ANGLETON — After steady activity in the tropics for several weeks, a storm is now taking aim at Brazoria County and officials are encouraging residents to make preparations before Tropical Storm Nicholas delivers its impact felt in the next few days.
“At this time, we’re advising people to be prepared and pick up any loose items around their house,” County Judge Matt Sebesta said. “People in low-lying areas need to understand that we’re potentially going to have some high rainfall and that leads to the chance of flooding in lower areas. Our folks along the coast need to be watching because we will be getting some storm surge out of this system.”
Predictions from the National Weather Service in Houston call for between 2 and 4 feet of storm surge with the arrival of Nicholas. Some coastal flooding is possible as the system moves closer.
“The biggest threat from this storm is the heavy rain and flooding potential,” meteorologist Dan Reilly of the agency's League City office said. “Rain will move in tonight and periods of rain may be heavy through Tuesday and possibly longer, depending on how the storm moves.”
Southern Brazoria County school districts all expect to have classes as normal Monday, but they are watching the storm's progress and will modify their plans as necessary.
Nicholas is moving north-northwest at 15 mph off the eastern coast of Mexico, Reilly said, and is expected to reach Brazoria County by late Monday night into early Tuesday. Meteorologists are expecting 15 inches of rain or more, depending on the speed of the storm as it moves onto land.

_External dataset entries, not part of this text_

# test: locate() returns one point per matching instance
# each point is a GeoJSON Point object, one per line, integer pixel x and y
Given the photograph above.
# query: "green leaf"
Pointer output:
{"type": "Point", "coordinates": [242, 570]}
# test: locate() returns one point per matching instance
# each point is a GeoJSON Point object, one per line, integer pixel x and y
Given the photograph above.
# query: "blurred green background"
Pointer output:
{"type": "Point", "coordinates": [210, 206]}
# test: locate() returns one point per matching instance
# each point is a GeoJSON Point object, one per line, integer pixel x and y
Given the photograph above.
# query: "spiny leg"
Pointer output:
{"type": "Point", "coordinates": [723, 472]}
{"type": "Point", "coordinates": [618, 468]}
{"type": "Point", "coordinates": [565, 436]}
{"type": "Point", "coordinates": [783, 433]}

“Worst-case scenario is for it to slow down and we could get 20 or more inches of rain,” Reilly said. “It’s an open question. The models are handling it differently; some are showing it moving more slowly and others move it more quickly and we’re working on sorting that all out.”
Wind gusts of 40 to 50 mph are also expected, potentially causing damage to trees and blowing unsecured items around.
“We’re keeping an eye on it right now, and it’s going to depend on how the storm develops,” Sebesta said. “At this time, folks need to be prepared — prepare for the worst, pray for the best. That is the mantra I try to live by, and if we prepare for the worst and pray for the best, that way we’ll be ready.”
In addition to picking up small things around people's property, Sebesta encourages having drinking water available and a full tank of fuel in vehicles in case the area is heavily impacted and power is lost.
“We’ll handle this like any other storm — we’re going to watch closely, we’re going to pay attention to reputable news sources and make recommendations based on those projections,” Sebesta said.
The county will continually update its website and social media accounts as well as the Ready Brazoria County app as Tropical Storm Nicholas continues to march steadily closer.